How to handle long running jobs
If you want to run long running jobs on our Linux workstations you have to abide by a few rules.
- Do not bother anyone with your jobs. Keep the machine usable. Use nice or renice with at least nice level 15, better 18.
- Do not run RAM or CPU time intensive jobs at all on our terminal servers phd-ltsp1.ethz.ch or phd-ltsp2.ethz.ch as there are usually dozens of users logged in and try to do their daily work on those machines. Clogging up those machines causes many users not being able to work anymore, so no long running or heavily resource comsuming computing jobs are allowed on these two machines. Please use plumpy.ethz.ch instead, e.g. via SSH with X forwarding.
- If you see other long running jobs (more than 1 h CPU time or nice level > 0) on the machine, contact the job owner before you run a job on the same machine. You can use ps, top or htop to find out, if there are other long running compute jobs running. If it comes to disputes, please contact Prof. Gianni Blatter.
- Do not run more than one job at the same time on the same machine. It usually takes more time than running all jobs one after another.
- Do not use more than 20 % of the machines physical memory. If that's not enough, choose a machine with more RAM. Use ps, top or htop to observe memory usage of your processes.
- Do not open more than 50 files per minute on the file servers (NFS mounts). Do not use /tmp for files bigger than 10 % of the machines memory. Use the local disks (e.g. in /scratch/) instead for such cases.
If you run long running jobs on your personal workstation you do not need to look after keeping the machine usable for other users. Though
- you may not stress your machine so much that it runs out of memory or disk space or system services stop working. If it starts swapping, it will become much slower and inefficient. Use free and vmstat to check swap usage.

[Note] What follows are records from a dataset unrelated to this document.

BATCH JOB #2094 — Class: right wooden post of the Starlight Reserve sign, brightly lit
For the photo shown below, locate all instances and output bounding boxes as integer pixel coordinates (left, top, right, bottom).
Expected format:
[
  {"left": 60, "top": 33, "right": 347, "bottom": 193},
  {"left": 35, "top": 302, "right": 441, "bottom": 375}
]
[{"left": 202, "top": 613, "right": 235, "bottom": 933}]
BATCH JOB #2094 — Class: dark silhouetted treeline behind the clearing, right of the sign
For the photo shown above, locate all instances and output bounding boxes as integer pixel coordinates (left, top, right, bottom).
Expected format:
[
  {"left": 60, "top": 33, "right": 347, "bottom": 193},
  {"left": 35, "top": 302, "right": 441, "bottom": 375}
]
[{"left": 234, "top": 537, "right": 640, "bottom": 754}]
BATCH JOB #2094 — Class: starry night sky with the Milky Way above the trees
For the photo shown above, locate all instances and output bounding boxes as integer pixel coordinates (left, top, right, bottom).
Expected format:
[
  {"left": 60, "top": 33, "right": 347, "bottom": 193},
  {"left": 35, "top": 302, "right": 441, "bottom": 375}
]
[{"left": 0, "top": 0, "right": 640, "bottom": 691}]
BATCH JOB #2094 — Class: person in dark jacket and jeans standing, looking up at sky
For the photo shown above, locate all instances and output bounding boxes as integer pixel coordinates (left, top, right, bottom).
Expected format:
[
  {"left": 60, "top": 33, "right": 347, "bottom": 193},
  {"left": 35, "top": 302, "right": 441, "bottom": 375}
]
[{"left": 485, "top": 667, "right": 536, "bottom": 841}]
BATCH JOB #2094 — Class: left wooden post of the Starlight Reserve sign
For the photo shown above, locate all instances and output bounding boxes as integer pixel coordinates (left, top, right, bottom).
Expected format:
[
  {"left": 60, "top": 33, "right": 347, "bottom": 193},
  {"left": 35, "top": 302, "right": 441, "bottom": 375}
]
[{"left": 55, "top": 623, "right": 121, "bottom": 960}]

- you should use nice anyway, but nice level 1 is already ok. Otherwise the jobs maybe reniced to nice level 10 automatically.

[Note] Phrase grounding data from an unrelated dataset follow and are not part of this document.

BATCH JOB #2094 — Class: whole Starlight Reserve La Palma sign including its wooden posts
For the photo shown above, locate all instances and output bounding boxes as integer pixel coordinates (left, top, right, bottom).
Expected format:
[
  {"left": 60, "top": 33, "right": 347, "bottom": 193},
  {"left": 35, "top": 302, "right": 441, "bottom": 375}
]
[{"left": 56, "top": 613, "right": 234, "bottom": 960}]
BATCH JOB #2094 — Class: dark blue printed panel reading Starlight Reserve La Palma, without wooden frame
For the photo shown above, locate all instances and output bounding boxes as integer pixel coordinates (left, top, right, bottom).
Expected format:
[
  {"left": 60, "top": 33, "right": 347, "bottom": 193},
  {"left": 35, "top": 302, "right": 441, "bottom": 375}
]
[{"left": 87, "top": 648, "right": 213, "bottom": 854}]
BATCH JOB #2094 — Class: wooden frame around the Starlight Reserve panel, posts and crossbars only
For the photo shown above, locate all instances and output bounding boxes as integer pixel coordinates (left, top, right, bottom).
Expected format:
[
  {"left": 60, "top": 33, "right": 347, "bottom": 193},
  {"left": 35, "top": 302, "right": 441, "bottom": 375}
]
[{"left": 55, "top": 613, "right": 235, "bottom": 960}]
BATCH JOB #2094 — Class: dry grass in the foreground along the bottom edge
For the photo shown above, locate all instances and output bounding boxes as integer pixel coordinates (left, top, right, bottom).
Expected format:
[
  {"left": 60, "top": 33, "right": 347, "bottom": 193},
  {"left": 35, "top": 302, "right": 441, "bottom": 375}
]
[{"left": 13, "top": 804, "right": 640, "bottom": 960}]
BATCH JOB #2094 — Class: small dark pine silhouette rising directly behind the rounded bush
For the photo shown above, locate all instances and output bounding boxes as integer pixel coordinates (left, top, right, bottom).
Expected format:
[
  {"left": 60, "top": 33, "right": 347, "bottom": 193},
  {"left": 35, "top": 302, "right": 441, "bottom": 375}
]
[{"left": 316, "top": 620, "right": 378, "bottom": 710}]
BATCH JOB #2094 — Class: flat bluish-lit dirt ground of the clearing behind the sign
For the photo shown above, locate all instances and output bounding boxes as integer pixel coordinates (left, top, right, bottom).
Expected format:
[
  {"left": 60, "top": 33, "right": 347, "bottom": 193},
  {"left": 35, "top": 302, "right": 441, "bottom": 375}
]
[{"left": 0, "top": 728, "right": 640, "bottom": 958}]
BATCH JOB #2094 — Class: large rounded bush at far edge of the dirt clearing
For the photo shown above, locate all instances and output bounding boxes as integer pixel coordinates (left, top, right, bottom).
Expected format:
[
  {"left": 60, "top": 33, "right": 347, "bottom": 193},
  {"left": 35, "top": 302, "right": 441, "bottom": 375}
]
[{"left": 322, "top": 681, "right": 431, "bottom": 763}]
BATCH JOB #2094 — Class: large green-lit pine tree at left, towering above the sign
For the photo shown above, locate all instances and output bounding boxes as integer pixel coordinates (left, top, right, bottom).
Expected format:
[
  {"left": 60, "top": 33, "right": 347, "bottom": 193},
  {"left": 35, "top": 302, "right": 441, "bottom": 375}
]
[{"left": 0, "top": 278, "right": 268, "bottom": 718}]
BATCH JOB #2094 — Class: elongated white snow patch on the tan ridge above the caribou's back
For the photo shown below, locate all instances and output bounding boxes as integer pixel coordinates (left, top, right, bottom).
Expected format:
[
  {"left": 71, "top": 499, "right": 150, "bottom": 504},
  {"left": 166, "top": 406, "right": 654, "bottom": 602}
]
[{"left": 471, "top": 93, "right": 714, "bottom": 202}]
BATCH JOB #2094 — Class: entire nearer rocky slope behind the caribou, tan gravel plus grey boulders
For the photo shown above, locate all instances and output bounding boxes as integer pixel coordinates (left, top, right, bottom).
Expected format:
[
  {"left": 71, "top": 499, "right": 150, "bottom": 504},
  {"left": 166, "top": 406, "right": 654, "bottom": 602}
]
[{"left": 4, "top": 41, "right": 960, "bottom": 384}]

- you should not run several jobs at once unless you know what you are doing. In nearly every case, it's less efficient than running jobs in sequence.
Student and Seminar Workstations
- Long running jobs must not run on the student or seminar machines during courses in the according room. You can find the room reservations on every student and seminar machine in the file /etc/motd which is also shown on every login.